His old friend, Rehavam Ze'evi, requested that the IDF bury Yarkoni in a military cemetery, despite the fact that as a retired soldier, he was technically ineligible for a military burial. Both then-Minister of Defense, Moshe Arens, and the Head of Manpower for the IDF approved the request. In a mark of respect to Yarkoni, and going against military tradition, Yarkoni's coffin was carried by soldiers of a higher rank than him: six Brigadier Generals – his former commanding officers – carried his coffin. Behind the coffin marched the President of Israel, Chaim Herzog, political and military leaders, and ordinary Israelis from all walks of life. Also included in the cortège were former members of the Shaked Battalion.

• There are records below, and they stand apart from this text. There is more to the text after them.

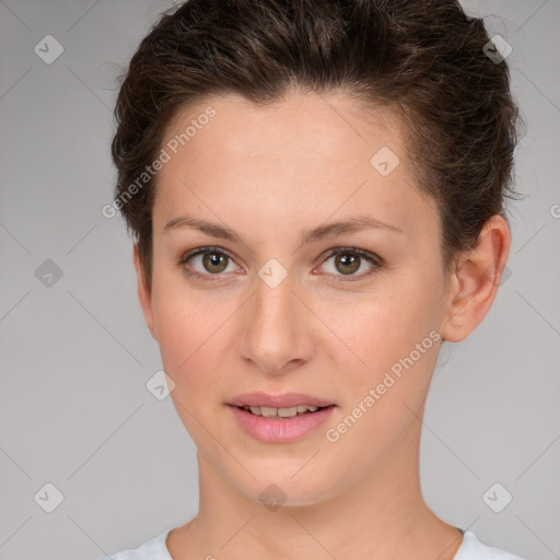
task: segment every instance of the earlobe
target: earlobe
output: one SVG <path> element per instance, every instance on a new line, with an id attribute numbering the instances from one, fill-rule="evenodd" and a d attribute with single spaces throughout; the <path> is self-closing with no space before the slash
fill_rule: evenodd
<path id="1" fill-rule="evenodd" d="M 450 279 L 442 327 L 445 340 L 464 340 L 482 322 L 498 293 L 510 245 L 508 222 L 493 215 L 485 223 L 475 247 L 459 256 Z"/>
<path id="2" fill-rule="evenodd" d="M 147 285 L 143 267 L 141 262 L 140 252 L 138 249 L 138 244 L 135 244 L 132 249 L 132 260 L 135 262 L 136 276 L 137 276 L 137 289 L 138 289 L 138 300 L 140 301 L 140 306 L 142 307 L 142 313 L 144 315 L 145 324 L 150 329 L 150 334 L 154 339 L 156 339 L 153 329 L 153 310 L 152 310 L 152 294 L 150 289 Z"/>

Streets in several towns are named for him (including in Beer Sheva and Haifa).

===Burial controversy===
Because Yarkoni was not Jewish, there was a problem with burying him in the military cemetery at Kiryat Shaul. (According to Orthodox Jewish burial law, Jews must be buried among Jews.) There was an outcry over the unseemliness of the impediment to burying a hero of the stature of Amos Yarkoni in a military cemetery. The matter was resolved quickly when Rehavam Zeevi, Yarkoni's lifelong friend and comrade, purchased a grave in the cemetery for himself, allowing Yarkoni to be buried at the end of the row, and therefore technically in the Jewish part of the cemetery.

The incident over Yarkoni’s burial, and the increasing numbers of non-Jewish soldiers (especially after the influx from the former Soviet Union in the early 1990s) has seen the system of burial for non-Jews in Jewish military cemeteries streamlined.